September 1st will be the second World CLL Day. Watch the website (CLLSociety.org) for details and be sure to share posts on Facebook and Twitter to help create awareness of CLL/SLL and our ongoing vulnerability in the pandemic. World CLL Day website is full of helpful resources.
Big thanks to all those who participated in our inaugural Celebrating Long Lives 5K Walk/Run on July 23.
A second dose of Evusheld is now recommended 6 months after your last dose. Evusheld appears to remain effective against all variants of concern (VOC) including BA5 and BA2.75
Don’t miss our upcoming webinar CAR-T and Other Cellular Therapies in CLL: The Present and Future with Dr. Shadman from Fred Hutch on August 2nd at 11 AM PT/2 PM ET.
BASICS: Clinical Trials Phases – This applies to all trials, including those for CLL and COVID-19
Phase 1: Is the drug safe and what’s the best dose?
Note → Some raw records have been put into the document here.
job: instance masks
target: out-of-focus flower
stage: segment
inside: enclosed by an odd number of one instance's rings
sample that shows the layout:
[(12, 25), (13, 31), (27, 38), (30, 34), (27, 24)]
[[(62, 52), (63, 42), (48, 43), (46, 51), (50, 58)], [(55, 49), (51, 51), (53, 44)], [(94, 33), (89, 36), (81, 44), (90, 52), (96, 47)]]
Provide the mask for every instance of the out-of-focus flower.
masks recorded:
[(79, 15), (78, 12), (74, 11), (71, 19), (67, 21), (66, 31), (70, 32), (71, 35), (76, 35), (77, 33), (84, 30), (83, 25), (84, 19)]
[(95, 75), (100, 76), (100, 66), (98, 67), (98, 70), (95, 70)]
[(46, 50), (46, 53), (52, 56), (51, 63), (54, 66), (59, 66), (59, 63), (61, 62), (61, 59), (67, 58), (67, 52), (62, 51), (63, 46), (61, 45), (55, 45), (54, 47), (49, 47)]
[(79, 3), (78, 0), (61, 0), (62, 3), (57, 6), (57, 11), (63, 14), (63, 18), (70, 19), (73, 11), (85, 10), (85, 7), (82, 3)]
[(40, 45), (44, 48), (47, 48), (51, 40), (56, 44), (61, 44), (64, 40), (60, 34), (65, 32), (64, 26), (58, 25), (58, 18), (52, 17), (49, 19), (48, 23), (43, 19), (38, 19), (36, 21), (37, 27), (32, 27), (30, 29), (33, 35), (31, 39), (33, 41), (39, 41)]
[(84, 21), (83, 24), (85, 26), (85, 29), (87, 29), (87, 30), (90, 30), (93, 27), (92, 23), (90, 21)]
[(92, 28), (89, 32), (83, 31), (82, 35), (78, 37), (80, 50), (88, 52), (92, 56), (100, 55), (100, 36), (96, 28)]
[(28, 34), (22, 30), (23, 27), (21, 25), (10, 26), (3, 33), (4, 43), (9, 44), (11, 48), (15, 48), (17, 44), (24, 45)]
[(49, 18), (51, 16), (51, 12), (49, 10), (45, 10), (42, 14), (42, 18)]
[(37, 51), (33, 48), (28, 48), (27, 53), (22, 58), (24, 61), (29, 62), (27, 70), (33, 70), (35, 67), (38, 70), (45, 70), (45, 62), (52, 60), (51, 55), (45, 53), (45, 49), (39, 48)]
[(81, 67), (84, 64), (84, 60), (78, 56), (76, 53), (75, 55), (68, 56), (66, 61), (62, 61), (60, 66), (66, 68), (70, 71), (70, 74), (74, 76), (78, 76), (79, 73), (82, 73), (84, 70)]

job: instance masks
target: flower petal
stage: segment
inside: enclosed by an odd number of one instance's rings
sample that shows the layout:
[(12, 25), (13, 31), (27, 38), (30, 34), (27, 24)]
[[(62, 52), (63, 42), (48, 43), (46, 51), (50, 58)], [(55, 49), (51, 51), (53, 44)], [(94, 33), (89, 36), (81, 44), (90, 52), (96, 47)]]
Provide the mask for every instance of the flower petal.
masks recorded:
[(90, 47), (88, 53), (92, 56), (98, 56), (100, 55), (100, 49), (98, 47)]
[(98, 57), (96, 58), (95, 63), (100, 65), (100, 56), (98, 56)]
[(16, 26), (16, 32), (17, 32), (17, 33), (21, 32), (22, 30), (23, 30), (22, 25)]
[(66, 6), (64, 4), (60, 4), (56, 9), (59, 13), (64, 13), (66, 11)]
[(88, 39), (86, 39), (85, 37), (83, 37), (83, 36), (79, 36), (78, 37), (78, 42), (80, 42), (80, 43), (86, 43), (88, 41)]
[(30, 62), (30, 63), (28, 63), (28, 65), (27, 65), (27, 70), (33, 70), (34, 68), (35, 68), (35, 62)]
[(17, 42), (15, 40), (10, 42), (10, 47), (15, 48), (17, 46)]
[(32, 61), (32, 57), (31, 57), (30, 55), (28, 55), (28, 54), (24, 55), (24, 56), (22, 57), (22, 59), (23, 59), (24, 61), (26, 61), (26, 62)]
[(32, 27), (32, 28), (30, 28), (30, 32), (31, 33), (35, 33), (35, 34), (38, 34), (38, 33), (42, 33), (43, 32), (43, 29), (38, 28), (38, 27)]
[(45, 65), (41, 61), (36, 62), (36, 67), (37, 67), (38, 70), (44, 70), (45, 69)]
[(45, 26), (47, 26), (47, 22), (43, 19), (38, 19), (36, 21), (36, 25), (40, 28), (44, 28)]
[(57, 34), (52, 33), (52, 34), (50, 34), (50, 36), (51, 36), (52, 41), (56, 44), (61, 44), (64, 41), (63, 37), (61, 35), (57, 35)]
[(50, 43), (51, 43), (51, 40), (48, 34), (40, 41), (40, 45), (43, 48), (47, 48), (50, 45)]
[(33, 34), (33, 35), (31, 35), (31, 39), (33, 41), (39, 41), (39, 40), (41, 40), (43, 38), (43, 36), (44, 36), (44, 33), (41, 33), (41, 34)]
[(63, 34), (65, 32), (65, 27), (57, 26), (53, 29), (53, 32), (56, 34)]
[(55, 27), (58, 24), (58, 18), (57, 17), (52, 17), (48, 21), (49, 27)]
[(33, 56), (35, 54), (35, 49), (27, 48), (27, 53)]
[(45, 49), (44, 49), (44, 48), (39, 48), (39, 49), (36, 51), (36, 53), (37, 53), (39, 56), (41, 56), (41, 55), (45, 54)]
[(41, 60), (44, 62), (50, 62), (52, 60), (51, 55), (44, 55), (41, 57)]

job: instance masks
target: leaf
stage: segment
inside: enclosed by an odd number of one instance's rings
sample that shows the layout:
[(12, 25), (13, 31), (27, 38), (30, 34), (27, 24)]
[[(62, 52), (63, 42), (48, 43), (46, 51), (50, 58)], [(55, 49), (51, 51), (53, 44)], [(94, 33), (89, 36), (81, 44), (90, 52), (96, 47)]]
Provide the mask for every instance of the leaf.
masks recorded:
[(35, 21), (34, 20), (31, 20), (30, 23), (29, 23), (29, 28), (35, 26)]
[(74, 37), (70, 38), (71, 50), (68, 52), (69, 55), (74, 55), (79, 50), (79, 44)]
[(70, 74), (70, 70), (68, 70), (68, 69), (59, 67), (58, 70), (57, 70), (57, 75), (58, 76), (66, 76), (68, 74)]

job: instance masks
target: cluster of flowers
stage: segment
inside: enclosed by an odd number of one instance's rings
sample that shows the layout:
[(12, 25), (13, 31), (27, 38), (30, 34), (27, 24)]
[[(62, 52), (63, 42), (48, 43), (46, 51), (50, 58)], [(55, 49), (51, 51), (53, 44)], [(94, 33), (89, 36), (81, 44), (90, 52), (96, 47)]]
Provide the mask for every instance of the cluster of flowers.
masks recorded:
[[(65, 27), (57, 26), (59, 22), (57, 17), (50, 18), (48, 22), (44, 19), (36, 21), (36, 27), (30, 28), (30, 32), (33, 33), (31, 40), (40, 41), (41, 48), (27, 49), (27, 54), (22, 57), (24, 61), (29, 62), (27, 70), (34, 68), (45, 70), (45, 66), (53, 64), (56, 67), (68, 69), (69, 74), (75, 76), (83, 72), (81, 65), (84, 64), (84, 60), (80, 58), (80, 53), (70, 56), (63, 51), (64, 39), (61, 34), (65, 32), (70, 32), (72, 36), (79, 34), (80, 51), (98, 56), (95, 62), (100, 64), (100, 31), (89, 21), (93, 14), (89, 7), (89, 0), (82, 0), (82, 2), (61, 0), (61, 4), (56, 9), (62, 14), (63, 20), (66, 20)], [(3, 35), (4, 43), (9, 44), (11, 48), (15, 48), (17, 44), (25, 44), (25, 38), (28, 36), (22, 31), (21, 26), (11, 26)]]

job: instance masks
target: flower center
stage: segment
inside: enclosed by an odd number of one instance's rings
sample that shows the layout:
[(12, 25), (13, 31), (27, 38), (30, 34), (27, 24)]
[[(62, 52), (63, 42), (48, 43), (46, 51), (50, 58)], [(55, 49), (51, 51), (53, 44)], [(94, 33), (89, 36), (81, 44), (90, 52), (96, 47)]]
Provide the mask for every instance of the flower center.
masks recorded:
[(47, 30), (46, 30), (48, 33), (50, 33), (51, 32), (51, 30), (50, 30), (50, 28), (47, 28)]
There is no placebo arm. These are small trials. While they are officially designed to check for safety, clearly efficacy is also looked for.
Phase 2: Does the drug work? Is it effective? Medium size trials where there is no placebo or control arm. There can be different arms with different combinations or sequencing of the drugs.
Phase 3: Is it better than the standard of care (SOC)? These are large trials where there is randomization to either a control arm of standard care or the new therapy. Only when there is no “standard of care,” there might be a placebo arm. This is almost never the case in CLL. Ask if the trial allows “crossover” so that if one progresses on one arm, one can transfer to the other. That’s important because it allows patients to get the benefit of the best treatment, no matter to which arm they were randomized. Phase 3 trials are often “pivotal trials” required by the FDA to decide whether to approve the treatment as a new standard of care.
Phase 4: What else do we need to know about this approved drug or vaccine or treatment?
WORD OF THE MONTH: Heterogeneity
Heterogeneity is the quality of being diverse in character or content. CLL is a heterogenous disease as we are all different in how our disease progresses and is managed. In clinical trials and in statistics, the concept of heterogeneous populations is critical. Trials must compare “apples to apples.” One easy example is that you can’t compare relapsed CLL patients to frontline CLL patient from different trials.